Moskova Antlaşması'nın imzalanmasından yedi ay sonra, Sovyetler Birliği'nin aracılığı ile Türkiye ve Kafkas Cumhuriyetleri arasında 13 Ekim 1921'de Kars Antlaşması imzalandı. Moskova Antlaşması'nın hükümlerinin bir tekrarı olan bu antlaşma ile Türkiye'nin doğu sınırı kesinlik kazandı . Bu arada Meclis Ulusal Mücadele'nin anlam ve önemini belirten iki olayı yaşadı. 12 Mart 1921'de İstiklal Marşı kabul edildi. 23 Nisan 1921'de de 23 Nisan günü "Ulusal Bayram" olarak ilan edildi.
İSTİKLAL MARŞI
Milli Eğitim Bakanlığı İstiklal Savaşı'nın anlamını belirtecek ve yeni devletin bağımsızlığının sembolü olacak ulusal bir marş için 1921 yılı başında bir yarışma açtı ve 500 TL. ödül koydu. Yarışmaya 724 şiir katıldı. Mehmet Akif Ersoy, yarışmada para olduğu için katılmadı. Bakan Hamdullah Suphi (Tanrıöver) Bey 5 Şubat'ta Mehmet Akif Bey'e bir mektup yazarak, para konusunun çözümleneceğini, endişe etmemesini ve yarışmaya katılmasını istedi. Bunun üzerine M. Akif Bey'in "Kahraman Ordumuza" ithaf ettiği şiiri "İstiklâl Marşı" adıyla resmi marş olarak 12 Mart 1921'de Meclis'te coşkun gösterilerle kabul edildi. Marş Meclis'te bir çok kere tekrar tekrar okundu. Cumhuriyet döneminde ise bestesi yapıldı. Bugün çalınan beste 1930'da kabul edilen, Cumhurbaşkanlığı Orkestrası Şefi Zeki Öngör'ün bestesidir.
23 NİSAN ULUSAL BAYRAM
23 Nisan 1920'de B.M.M.'nin açılması ile ulusal egemenliğe dayanan yeni bir devlet kurulmuş oluyordu. M. Kemal Atatürk'ün "23 Nisan, Türkiye ulusal tarihinin başlangıcı ve yeni bir dönüm noktasıdır. Bütün bir husumet dünyasına karşı ayaklanan Türkiye halkının Türkiye Büyük Millet Meclisi'ni vücuda getirmek hususunda gösterdiği harikayı ifade eder." diyerek ulusal iradenin eseri olarak gösterdiği bu günün anlamını belirtmek için M. Kemal'in arkadaşları, 23 Nisan 1921 tarihinde Meclis'e bu büyük günün "İyid-i Milli" olarak kabulü için önerge verdiler.

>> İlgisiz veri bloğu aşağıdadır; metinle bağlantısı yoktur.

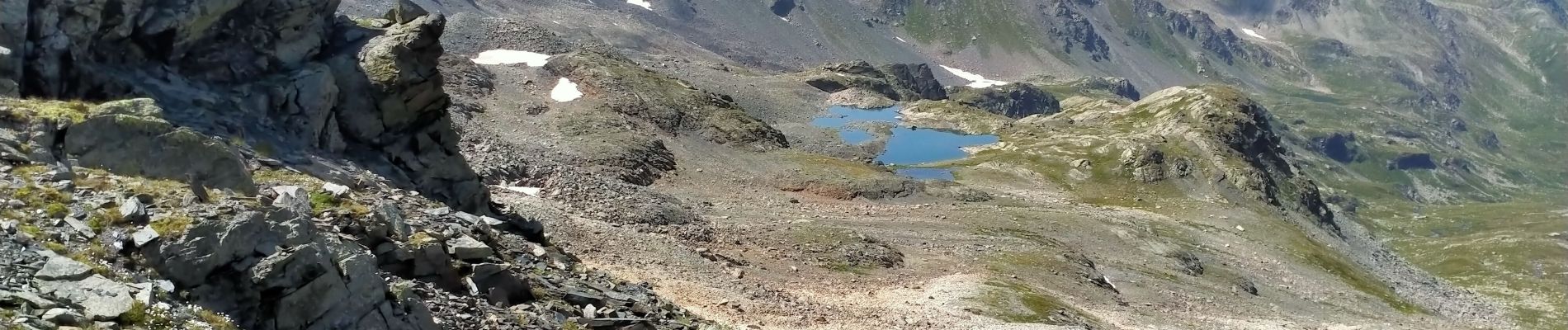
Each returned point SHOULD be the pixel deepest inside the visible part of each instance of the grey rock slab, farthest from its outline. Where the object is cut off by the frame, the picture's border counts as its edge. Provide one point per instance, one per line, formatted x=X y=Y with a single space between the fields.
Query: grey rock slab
x=143 y=237
x=132 y=210
x=102 y=299
x=63 y=316
x=17 y=298
x=80 y=227
x=466 y=216
x=62 y=268
x=466 y=248
x=438 y=211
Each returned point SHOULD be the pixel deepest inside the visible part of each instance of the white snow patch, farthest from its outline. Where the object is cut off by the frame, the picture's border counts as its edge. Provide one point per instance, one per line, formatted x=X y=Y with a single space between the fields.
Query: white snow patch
x=512 y=57
x=974 y=80
x=1254 y=33
x=564 y=91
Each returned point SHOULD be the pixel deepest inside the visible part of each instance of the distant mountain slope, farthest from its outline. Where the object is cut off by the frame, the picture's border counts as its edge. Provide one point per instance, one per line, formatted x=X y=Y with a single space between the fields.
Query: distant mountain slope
x=1437 y=124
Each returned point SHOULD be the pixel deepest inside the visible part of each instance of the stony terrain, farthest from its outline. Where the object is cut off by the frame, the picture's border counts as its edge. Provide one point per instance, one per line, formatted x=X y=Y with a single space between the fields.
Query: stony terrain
x=353 y=165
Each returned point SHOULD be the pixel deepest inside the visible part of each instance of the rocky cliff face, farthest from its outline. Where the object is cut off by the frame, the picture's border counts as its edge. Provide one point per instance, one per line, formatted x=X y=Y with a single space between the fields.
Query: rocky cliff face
x=281 y=74
x=267 y=165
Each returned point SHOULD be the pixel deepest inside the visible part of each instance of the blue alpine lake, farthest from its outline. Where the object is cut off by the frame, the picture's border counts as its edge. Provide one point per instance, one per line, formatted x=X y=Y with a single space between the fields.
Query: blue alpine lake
x=909 y=146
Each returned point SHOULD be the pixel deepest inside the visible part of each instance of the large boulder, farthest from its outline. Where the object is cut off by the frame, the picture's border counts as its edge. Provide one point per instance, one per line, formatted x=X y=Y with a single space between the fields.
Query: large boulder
x=272 y=271
x=130 y=138
x=102 y=299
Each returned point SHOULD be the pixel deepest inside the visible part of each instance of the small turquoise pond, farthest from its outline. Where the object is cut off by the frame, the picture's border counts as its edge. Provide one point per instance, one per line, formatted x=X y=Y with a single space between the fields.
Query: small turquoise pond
x=909 y=146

Öneriyi yapanlar ulusal bayramın üzerinde hiç bir bayramın bulunmadığını belirtirken, karşı olan gericiler, "Böyle ulusal yürüyüşlerin bayram olmamasını ve dini itikatlar varken ulusal bayrama gerek olmadığını..." ileri sürdüler. Fakat bunların azınlıkta kalması üzerine, yapılan yeni bir öneri ile "İyid-i Milli" sözü sadeleştirilerek "Ulusal Bayram" şeklinde kabul edildi.